Significato per gli investitori
Hulbert usò un database dal 1926 in poi che è gestito dai professori Eugene Fama dell'Università di Chicago, vincitore del premio Nobel e Ken French del Dartmouth College. Da quel database, ha creato un ipotetico portafoglio che, ogni mese, deteneva il 10% delle azioni con i rendimenti peggiori nei 12 mesi precedenti.
Hulbert ha riscontrato che i rendimenti mensili medi di questo portafoglio sono stati rispettivamente dell'1, 3%, 0, 3% e 0, 2%, durante ciascuno dei primi tre trimestri dell'anno. Nell'ultimo trimestre, il rendimento medio mensile è stato una perdita dello 0, 5%. Attribuisce la performance particolarmente scadente del 4 ° trimestre a una combinazione di vendita di perdite fiscali e cosiddetta vetrinistica, con la quale i gestori di fondi vendono i perdenti per tenerli lontani dai loro rapporti sul portafoglio di fine anno.
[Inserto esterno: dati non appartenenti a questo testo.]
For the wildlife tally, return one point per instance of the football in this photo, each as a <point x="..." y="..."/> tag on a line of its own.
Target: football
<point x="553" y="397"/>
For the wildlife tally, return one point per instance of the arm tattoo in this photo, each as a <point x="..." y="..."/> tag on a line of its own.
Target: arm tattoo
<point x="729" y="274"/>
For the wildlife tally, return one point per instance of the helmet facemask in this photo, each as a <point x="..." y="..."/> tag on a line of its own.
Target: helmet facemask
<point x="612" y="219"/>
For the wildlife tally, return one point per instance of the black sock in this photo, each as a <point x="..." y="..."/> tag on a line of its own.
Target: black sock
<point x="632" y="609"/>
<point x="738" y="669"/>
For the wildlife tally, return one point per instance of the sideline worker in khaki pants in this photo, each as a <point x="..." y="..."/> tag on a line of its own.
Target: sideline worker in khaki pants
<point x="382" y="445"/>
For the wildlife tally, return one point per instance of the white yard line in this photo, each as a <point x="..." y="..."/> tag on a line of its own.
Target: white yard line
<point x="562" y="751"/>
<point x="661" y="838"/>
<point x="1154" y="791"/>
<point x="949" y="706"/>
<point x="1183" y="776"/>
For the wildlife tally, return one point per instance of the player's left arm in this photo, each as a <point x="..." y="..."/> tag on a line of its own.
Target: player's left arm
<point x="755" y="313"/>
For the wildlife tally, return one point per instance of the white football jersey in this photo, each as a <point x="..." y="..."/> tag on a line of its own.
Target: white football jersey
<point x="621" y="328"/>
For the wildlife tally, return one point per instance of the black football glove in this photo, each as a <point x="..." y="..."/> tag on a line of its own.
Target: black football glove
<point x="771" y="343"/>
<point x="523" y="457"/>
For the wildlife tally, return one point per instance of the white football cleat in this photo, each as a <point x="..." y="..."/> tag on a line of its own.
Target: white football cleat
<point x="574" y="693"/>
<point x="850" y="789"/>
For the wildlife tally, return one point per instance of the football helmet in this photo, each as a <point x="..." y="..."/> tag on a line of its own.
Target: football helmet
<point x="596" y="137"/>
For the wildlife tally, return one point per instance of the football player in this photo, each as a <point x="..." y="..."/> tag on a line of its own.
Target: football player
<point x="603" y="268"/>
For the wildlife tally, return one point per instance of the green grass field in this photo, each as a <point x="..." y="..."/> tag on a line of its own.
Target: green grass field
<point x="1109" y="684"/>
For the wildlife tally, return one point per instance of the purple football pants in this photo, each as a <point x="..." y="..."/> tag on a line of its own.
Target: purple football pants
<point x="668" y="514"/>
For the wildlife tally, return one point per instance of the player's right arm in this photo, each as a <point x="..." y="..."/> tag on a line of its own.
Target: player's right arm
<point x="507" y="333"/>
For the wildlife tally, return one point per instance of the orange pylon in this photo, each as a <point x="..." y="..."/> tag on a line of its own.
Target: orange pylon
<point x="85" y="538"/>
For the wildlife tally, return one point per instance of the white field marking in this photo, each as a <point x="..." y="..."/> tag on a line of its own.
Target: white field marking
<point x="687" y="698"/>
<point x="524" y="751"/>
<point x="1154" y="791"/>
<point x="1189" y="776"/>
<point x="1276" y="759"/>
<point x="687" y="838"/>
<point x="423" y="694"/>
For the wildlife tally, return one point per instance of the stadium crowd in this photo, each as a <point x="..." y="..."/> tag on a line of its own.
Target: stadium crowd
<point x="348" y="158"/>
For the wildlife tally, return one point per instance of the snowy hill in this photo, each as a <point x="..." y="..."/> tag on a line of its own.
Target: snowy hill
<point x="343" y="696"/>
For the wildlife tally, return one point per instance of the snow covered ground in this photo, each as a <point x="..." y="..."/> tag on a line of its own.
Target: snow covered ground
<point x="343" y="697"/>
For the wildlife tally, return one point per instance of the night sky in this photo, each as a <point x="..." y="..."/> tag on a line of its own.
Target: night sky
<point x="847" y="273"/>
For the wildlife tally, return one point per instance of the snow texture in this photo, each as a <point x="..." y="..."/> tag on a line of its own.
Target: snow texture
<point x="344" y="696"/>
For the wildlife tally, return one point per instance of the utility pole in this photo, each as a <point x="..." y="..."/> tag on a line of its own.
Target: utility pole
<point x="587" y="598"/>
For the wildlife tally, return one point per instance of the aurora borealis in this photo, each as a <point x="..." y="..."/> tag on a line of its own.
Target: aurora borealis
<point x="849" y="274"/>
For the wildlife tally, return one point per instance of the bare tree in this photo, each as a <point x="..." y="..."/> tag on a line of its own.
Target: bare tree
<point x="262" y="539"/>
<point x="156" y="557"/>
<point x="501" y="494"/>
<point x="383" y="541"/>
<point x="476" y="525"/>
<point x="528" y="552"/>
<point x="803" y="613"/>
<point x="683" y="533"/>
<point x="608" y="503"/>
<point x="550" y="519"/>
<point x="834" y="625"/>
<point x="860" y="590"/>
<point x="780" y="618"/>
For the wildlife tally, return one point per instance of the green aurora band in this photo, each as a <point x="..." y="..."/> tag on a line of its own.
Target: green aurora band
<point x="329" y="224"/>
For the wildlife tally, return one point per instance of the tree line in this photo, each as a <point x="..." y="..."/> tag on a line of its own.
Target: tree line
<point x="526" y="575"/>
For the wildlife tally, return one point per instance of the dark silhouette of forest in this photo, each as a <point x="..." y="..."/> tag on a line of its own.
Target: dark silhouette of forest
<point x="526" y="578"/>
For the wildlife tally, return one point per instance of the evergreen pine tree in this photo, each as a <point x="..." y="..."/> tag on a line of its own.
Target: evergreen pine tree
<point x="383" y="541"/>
Per scoprire le potenziali azioni negoziate in questo momento sulla base di questi risultati, Hulbert ha prima identificato il 10% delle azioni con le peggiori performance nell'ampio indice S&P 1500 per l'anno fino al 25 ottobre, un gruppo di 150 azioni. Notando che "è importante essere esigenti e non acquistare indiscriminatamente qualsiasi azione che si è comportata in modo disastroso", ha quindi selezionato solo quelle azioni che sono state raccomandate da almeno una, e preferibilmente più, delle newsletter di investimento più performanti che controlla. Alla fine ha inventato 17 titoli promettenti, di cui 10 presentati sopra.
Nel frattempo, gli investitori che intendono impegnarsi nella vendita di perdite fiscali non dovrebbero sempre aspettare fino a dicembre, sostiene una colonna del Wall Street Journal. Una considerazione chiave è il periodo di detenzione. Se l'attesa fino a dicembre converte una perdita a breve termine (attività detenuta meno di un anno) in una perdita a lungo termine (attività detenuta per almeno un anno), il potenziale beneficio fiscale federale derivante dalla perdita diminuisce.
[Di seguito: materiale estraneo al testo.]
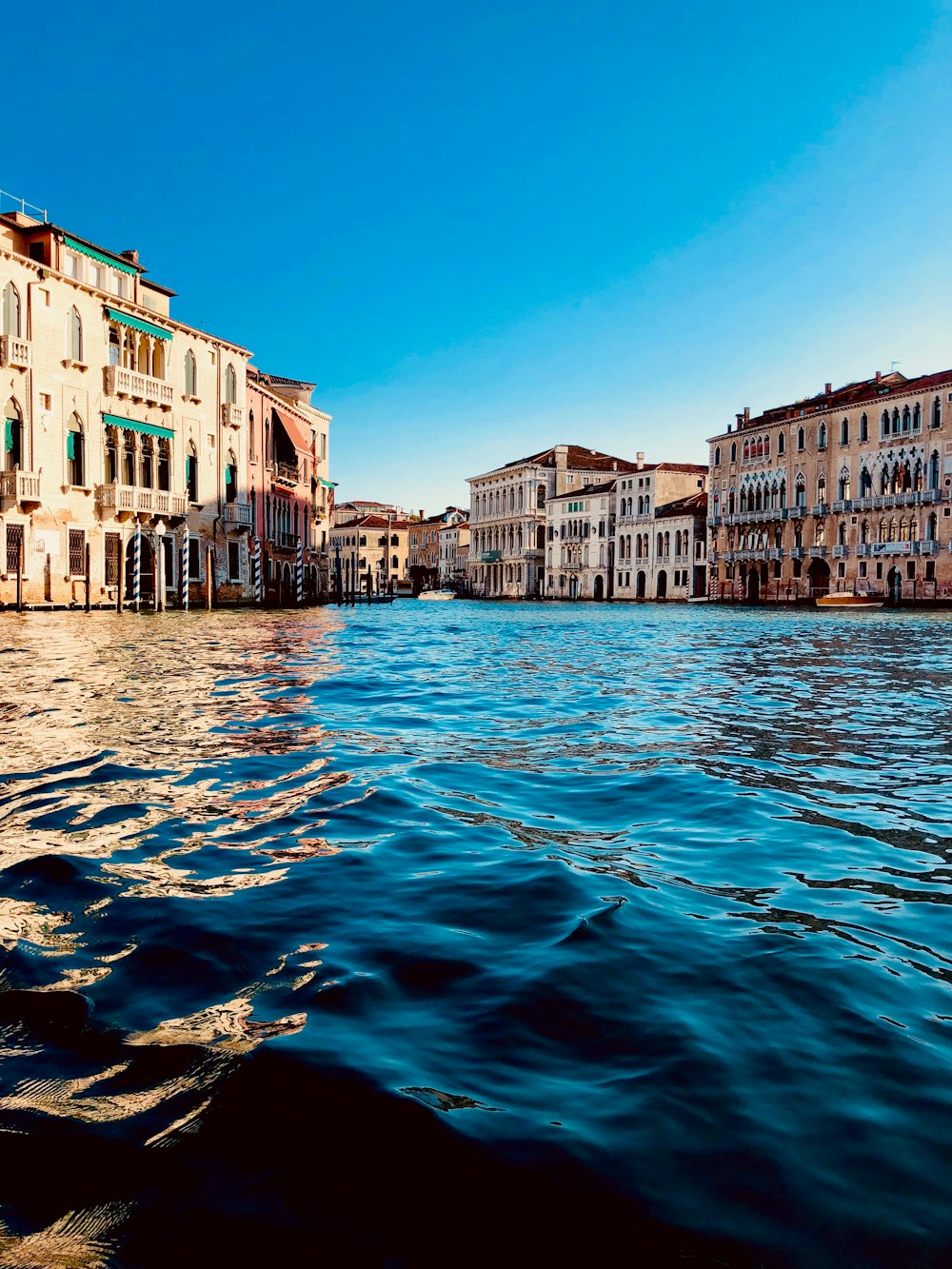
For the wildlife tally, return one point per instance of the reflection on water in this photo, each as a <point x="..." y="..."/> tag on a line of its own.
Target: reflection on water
<point x="632" y="919"/>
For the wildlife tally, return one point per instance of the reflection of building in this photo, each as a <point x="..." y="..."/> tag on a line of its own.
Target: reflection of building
<point x="661" y="532"/>
<point x="373" y="545"/>
<point x="288" y="483"/>
<point x="425" y="541"/>
<point x="847" y="488"/>
<point x="508" y="515"/>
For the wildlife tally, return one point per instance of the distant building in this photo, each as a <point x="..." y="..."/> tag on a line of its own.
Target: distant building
<point x="508" y="515"/>
<point x="844" y="490"/>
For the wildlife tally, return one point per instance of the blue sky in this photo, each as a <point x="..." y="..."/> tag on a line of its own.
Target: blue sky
<point x="484" y="229"/>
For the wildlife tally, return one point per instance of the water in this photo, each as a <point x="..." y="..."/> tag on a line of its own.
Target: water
<point x="476" y="934"/>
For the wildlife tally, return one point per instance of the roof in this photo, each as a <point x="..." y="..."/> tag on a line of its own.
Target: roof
<point x="848" y="396"/>
<point x="696" y="504"/>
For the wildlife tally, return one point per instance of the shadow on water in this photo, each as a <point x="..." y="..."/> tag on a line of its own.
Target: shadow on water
<point x="475" y="934"/>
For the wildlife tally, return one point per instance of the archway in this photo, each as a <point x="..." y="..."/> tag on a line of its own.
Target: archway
<point x="147" y="570"/>
<point x="818" y="576"/>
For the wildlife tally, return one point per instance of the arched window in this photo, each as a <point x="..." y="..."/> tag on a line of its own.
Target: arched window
<point x="192" y="472"/>
<point x="13" y="437"/>
<point x="11" y="311"/>
<point x="74" y="335"/>
<point x="231" y="480"/>
<point x="75" y="457"/>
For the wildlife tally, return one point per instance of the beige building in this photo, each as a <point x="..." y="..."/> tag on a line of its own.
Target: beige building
<point x="508" y="517"/>
<point x="114" y="415"/>
<point x="844" y="490"/>
<point x="661" y="532"/>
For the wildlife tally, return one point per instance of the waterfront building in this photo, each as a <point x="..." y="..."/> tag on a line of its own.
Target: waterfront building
<point x="844" y="490"/>
<point x="375" y="545"/>
<point x="453" y="552"/>
<point x="425" y="542"/>
<point x="508" y="515"/>
<point x="291" y="495"/>
<point x="661" y="532"/>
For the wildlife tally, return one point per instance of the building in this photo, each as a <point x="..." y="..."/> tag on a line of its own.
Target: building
<point x="844" y="490"/>
<point x="289" y="491"/>
<point x="121" y="424"/>
<point x="508" y="515"/>
<point x="661" y="515"/>
<point x="372" y="545"/>
<point x="453" y="553"/>
<point x="425" y="542"/>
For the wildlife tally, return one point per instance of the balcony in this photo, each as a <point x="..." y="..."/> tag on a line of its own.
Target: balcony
<point x="238" y="515"/>
<point x="128" y="500"/>
<point x="137" y="387"/>
<point x="19" y="486"/>
<point x="14" y="353"/>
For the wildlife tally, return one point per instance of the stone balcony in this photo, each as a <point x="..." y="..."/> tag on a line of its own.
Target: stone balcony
<point x="21" y="487"/>
<point x="129" y="500"/>
<point x="14" y="353"/>
<point x="137" y="387"/>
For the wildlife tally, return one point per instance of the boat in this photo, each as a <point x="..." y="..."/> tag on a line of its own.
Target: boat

Per gli investitori che sono propensi a prestare attenzione a questi consigli e a vendere i perdenti in anticipo, uno sconosciuto critico è il rendimento delle azioni tra allora e la fine dell'anno. Se aumenta, la perdita fiscale diminuirà o addirittura scomparirà, ma il valore al netto delle imposte del tuo portafoglio sarà probabilmente più elevato. Se cade, è probabile che sia vero il contrario.
La vendita delle perdite fiscali, chiamata anche raccolta delle perdite fiscali, ha scatenato un boom di consulenti robo che offrono consulenza automatizzata su quando prenotare le perdite, riporta il Journal. I critici affermano che questi programmi spesso sopravvalutano i potenziali benefici, ad esempio supponendo che il cliente si trovi in una delle più alte fasce fiscali federali e viva in uno stato fiscale elevato. Un'altra complicazione è che alcuni stati ad alta tassazione, in particolare il New Jersey, non consentono alle perdite fiscali di essere portate avanti negli anni futuri, una grinza critica che questi programmi potrebbero ignorare.
Guardando avanti
Per quanto riguarda le potenziali azioni negoziali che possono essere create dalla vendita di perdite fiscali, vale la pena sottolineare il vecchio avvertimento del settore dei titoli sul fatto che i risultati passati non sono garanzia di risultati futuri. Per quanto riguarda la vendita di perdite fiscali, troppi investitori prendono decisioni non ottimali basate sul desiderio di minimizzare le tasse. Poiché le imposte eliminano solo una parte dei guadagni e compensano solo una parte delle perdite, in genere ha senso massimizzare gli utili e minimizzare le perdite.